The pitch is still real, though. Dedicated structure-elucidation software has existed for decades, but it usually wants 2D NMR, specialized training, and a paid license. Claude does it from the same 1D peak list and mass spec a chemist would paste into a chat box. No setup.
The caveats Anthropic actually lists
To the report's credit, the limitations section is longer than most. The evaluation was small. Each scaffold contributes a single class of failure modes. Whole categories of chemistry were left out by design: 2D experiments like COSY and HSQC, stereochemistry, complex natural products. Solvent coverage stopped at three. And some scaffolds, like NH-active heteroaromatics, were sampled through exactly one family.

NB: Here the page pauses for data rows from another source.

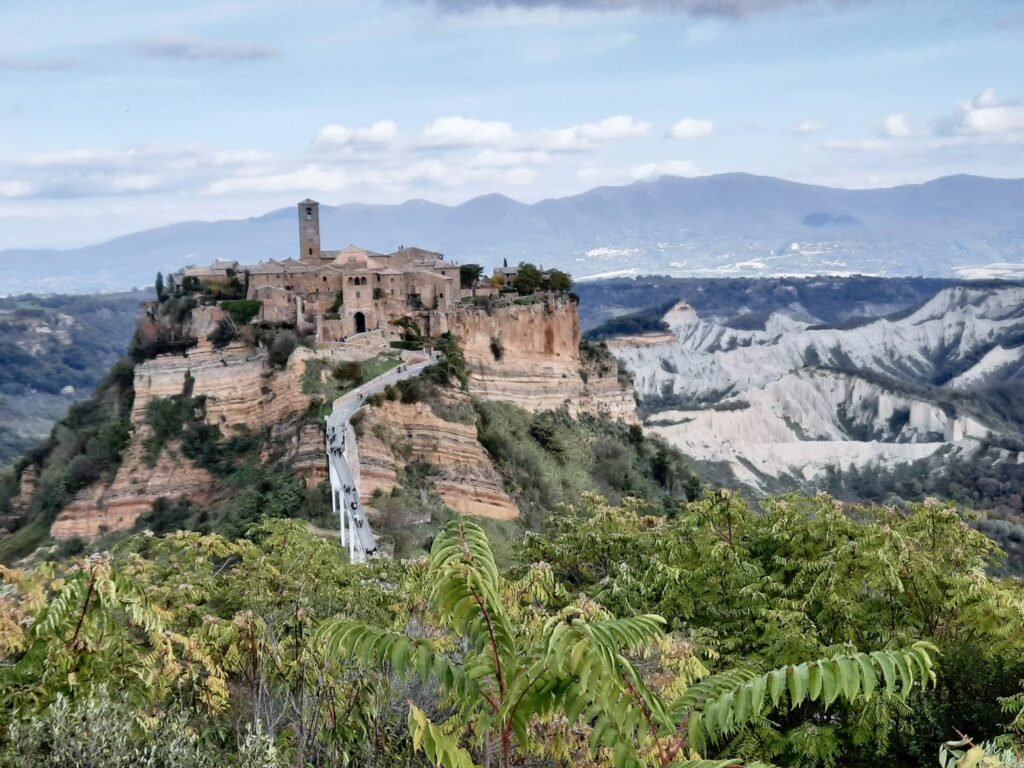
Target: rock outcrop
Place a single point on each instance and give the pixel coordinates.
(529, 355)
(395, 434)
(240, 389)
(525, 353)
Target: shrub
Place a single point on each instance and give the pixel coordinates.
(282, 347)
(223, 334)
(242, 310)
(497, 348)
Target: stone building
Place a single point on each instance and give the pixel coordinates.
(346, 292)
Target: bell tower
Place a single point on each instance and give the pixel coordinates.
(309, 230)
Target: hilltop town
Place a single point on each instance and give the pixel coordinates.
(340, 294)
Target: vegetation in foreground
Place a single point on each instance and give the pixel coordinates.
(810, 635)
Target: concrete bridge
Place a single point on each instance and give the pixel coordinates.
(355, 530)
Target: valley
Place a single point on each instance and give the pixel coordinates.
(788, 397)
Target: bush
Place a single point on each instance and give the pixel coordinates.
(497, 348)
(242, 310)
(282, 347)
(223, 334)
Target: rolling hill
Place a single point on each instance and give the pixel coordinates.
(730, 224)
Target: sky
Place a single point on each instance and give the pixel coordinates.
(118, 115)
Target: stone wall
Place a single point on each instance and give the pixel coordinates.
(538, 366)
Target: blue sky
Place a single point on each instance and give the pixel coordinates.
(117, 116)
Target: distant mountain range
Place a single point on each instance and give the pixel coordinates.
(729, 224)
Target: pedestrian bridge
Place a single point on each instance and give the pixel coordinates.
(354, 527)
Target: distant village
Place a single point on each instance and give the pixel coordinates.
(340, 294)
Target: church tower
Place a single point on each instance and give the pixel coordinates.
(309, 230)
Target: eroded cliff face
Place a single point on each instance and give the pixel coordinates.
(240, 389)
(395, 434)
(529, 355)
(540, 368)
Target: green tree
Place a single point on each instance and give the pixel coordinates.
(558, 281)
(515, 667)
(527, 279)
(469, 274)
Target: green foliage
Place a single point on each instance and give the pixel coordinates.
(76, 352)
(86, 445)
(101, 732)
(452, 369)
(807, 578)
(167, 418)
(549, 459)
(242, 310)
(556, 280)
(580, 666)
(469, 274)
(223, 334)
(527, 279)
(497, 348)
(282, 346)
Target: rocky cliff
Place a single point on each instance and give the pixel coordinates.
(528, 354)
(395, 434)
(797, 398)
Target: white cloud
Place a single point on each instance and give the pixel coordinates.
(670, 168)
(896, 126)
(807, 127)
(458, 131)
(691, 128)
(14, 188)
(379, 133)
(311, 178)
(134, 182)
(858, 144)
(509, 159)
(987, 115)
(587, 135)
(192, 48)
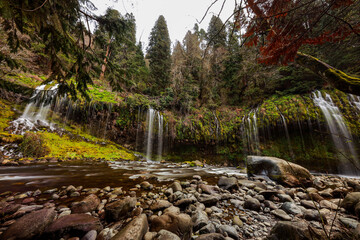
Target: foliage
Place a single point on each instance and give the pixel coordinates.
(33, 145)
(159, 56)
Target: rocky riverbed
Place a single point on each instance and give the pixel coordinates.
(237, 207)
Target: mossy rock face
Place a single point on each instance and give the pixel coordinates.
(279, 170)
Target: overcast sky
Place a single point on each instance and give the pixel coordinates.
(180, 15)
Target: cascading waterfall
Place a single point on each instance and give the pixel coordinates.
(340, 134)
(250, 132)
(36, 112)
(154, 121)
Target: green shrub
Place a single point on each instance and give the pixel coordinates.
(33, 145)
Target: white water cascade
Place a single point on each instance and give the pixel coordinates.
(340, 134)
(250, 132)
(154, 119)
(36, 111)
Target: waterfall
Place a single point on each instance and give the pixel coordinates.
(283, 120)
(250, 132)
(340, 134)
(154, 125)
(160, 135)
(36, 111)
(149, 135)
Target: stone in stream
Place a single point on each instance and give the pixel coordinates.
(135, 230)
(73, 224)
(285, 230)
(279, 170)
(228, 183)
(30, 225)
(120, 209)
(88, 204)
(199, 219)
(166, 235)
(160, 205)
(252, 204)
(211, 236)
(352, 203)
(180, 224)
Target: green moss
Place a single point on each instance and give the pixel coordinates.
(65, 147)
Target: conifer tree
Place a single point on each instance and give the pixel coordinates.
(159, 56)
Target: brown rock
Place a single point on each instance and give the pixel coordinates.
(30, 225)
(135, 230)
(88, 204)
(180, 224)
(74, 224)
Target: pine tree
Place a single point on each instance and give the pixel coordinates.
(159, 56)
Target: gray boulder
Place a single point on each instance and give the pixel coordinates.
(279, 170)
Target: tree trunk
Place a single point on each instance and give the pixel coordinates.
(333, 76)
(107, 55)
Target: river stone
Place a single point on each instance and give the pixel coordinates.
(88, 204)
(279, 170)
(349, 222)
(30, 225)
(291, 208)
(350, 202)
(166, 235)
(199, 219)
(252, 204)
(211, 236)
(74, 224)
(90, 235)
(228, 183)
(176, 186)
(285, 230)
(180, 224)
(135, 230)
(281, 214)
(209, 200)
(120, 209)
(159, 205)
(229, 230)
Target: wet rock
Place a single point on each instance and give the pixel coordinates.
(252, 204)
(135, 230)
(349, 222)
(209, 228)
(146, 185)
(199, 219)
(291, 208)
(185, 202)
(279, 170)
(30, 225)
(237, 221)
(88, 204)
(166, 235)
(74, 223)
(209, 200)
(228, 230)
(211, 236)
(90, 235)
(228, 183)
(328, 204)
(180, 224)
(176, 186)
(281, 214)
(308, 204)
(159, 205)
(120, 209)
(350, 203)
(295, 231)
(9, 209)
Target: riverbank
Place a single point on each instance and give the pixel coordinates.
(194, 207)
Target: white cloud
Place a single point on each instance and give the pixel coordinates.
(180, 15)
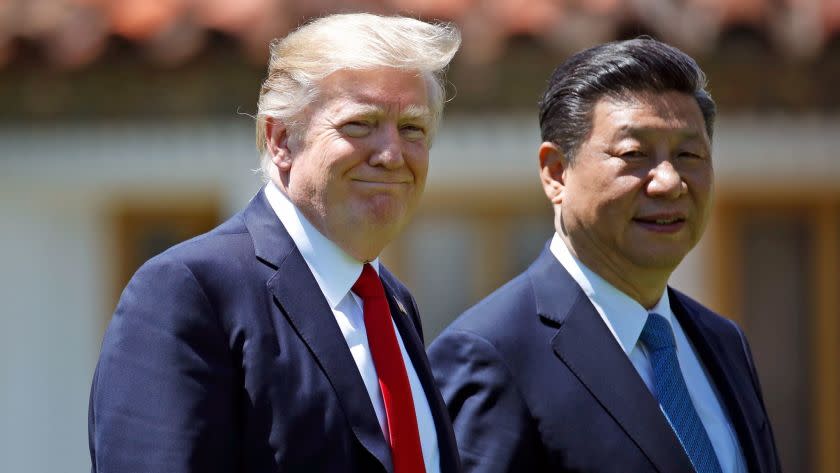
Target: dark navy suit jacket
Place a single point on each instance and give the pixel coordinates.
(535, 382)
(224, 356)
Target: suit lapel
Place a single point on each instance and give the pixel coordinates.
(587, 347)
(729, 375)
(417, 353)
(307, 310)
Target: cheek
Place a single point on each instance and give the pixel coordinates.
(418, 163)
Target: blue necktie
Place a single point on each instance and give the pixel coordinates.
(672, 394)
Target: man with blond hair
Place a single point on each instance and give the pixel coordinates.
(277, 341)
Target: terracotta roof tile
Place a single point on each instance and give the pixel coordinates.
(73, 33)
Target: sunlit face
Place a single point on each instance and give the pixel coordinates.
(638, 194)
(359, 165)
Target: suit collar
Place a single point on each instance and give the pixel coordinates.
(303, 304)
(334, 270)
(622, 314)
(587, 347)
(307, 310)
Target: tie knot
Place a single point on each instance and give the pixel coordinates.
(368, 285)
(657, 333)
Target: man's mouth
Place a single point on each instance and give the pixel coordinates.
(661, 223)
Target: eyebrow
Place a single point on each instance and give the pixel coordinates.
(411, 112)
(633, 131)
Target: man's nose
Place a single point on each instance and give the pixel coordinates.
(388, 152)
(665, 181)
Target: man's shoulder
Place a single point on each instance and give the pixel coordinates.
(218, 251)
(501, 313)
(704, 315)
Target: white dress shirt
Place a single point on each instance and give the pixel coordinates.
(336, 272)
(626, 318)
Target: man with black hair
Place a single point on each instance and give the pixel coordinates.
(588, 361)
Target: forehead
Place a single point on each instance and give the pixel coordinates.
(648, 114)
(380, 88)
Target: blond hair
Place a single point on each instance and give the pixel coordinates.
(350, 41)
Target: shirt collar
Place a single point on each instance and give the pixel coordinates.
(334, 270)
(623, 315)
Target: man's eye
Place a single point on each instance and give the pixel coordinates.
(632, 154)
(356, 129)
(689, 155)
(412, 132)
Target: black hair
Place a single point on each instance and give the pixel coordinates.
(614, 70)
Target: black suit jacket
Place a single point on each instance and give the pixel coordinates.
(534, 381)
(224, 356)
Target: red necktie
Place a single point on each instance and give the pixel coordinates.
(393, 380)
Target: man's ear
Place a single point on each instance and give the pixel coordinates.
(277, 143)
(553, 165)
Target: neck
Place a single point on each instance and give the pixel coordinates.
(643, 285)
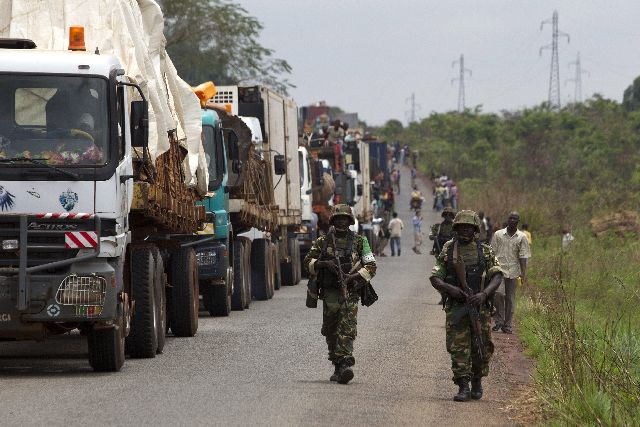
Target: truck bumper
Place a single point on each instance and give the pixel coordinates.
(89, 293)
(213, 260)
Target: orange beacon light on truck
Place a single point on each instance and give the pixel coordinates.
(76, 38)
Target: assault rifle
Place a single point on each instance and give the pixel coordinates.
(343, 285)
(470, 309)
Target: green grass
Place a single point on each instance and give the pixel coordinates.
(579, 317)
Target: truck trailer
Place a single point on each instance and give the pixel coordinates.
(101, 167)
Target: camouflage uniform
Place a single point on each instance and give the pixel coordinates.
(464, 357)
(339, 318)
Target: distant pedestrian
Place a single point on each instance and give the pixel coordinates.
(567, 238)
(489, 226)
(525, 230)
(513, 252)
(453, 196)
(417, 232)
(395, 232)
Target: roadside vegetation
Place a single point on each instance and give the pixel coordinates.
(578, 313)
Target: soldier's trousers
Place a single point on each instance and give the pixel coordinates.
(465, 362)
(339, 325)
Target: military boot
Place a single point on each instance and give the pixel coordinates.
(336, 373)
(463, 392)
(476, 388)
(345, 374)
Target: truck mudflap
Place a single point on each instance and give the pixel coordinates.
(75, 286)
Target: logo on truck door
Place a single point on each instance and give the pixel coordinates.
(68, 200)
(6, 199)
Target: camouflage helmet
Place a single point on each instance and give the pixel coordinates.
(467, 217)
(344, 210)
(448, 211)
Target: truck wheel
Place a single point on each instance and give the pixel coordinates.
(143, 339)
(161, 300)
(106, 346)
(185, 300)
(246, 244)
(239, 297)
(260, 270)
(277, 272)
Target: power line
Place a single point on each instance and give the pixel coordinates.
(460, 80)
(413, 108)
(554, 74)
(577, 80)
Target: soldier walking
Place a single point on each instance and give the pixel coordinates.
(467, 273)
(339, 286)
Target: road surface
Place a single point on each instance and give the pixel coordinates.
(265, 366)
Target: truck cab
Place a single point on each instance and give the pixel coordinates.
(66, 169)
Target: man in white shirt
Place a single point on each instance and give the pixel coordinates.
(512, 250)
(395, 231)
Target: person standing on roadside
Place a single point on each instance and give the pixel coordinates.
(525, 230)
(417, 232)
(512, 249)
(395, 231)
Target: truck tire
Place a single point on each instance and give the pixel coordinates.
(161, 299)
(142, 341)
(106, 346)
(239, 297)
(277, 272)
(260, 270)
(185, 301)
(246, 244)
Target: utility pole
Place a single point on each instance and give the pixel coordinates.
(554, 75)
(460, 80)
(577, 80)
(412, 117)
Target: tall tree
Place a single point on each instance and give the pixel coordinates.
(218, 40)
(631, 96)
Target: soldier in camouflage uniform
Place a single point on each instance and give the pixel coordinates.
(483, 276)
(339, 317)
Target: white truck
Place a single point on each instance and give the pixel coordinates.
(100, 168)
(270, 218)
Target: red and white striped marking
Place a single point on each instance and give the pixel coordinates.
(80, 239)
(65, 215)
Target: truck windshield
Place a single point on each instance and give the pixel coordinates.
(57, 120)
(210, 136)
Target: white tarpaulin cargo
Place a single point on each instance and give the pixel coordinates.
(132, 30)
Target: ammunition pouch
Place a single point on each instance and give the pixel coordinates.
(368, 295)
(313, 292)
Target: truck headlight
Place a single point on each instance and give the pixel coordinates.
(206, 257)
(10, 245)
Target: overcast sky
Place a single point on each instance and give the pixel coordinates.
(369, 56)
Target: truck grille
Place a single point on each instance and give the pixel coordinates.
(45, 239)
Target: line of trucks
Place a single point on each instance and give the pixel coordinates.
(128, 198)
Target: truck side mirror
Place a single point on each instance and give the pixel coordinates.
(279, 164)
(236, 166)
(319, 172)
(139, 124)
(234, 146)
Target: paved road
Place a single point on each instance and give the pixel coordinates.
(265, 366)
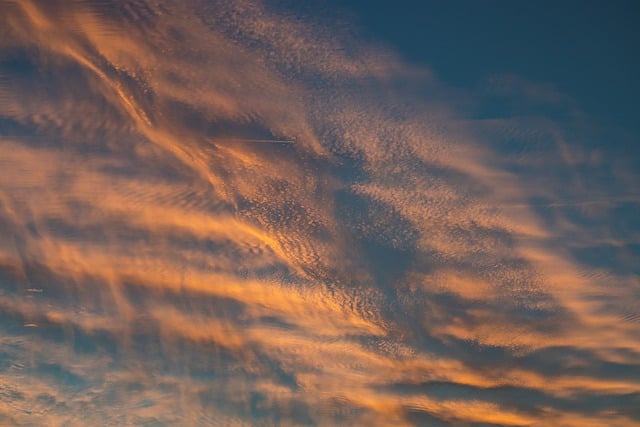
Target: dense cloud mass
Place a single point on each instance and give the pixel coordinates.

Kamber writes that the results should be read as indicative rather than precise, and says he'd want to see the numbers hold up across several hundred compounds spanning 20 to 30 scaffold classes before anyone gets carried away. That's the right instinct. Twenty compounds chosen in-house is a promising signal, not a verdict.
What's next, per Anthropic, is structure reading, reaction and synthetic reasoning, mechanism, and chemical literature understanding. Retrosynthesis planning, the thing the field has been promising for years, is still only being scoped. Spectral analysis happens to be the one piece far enough along to benchmark. Whether the rest follows is the open question, and the report doesn't pretend to know.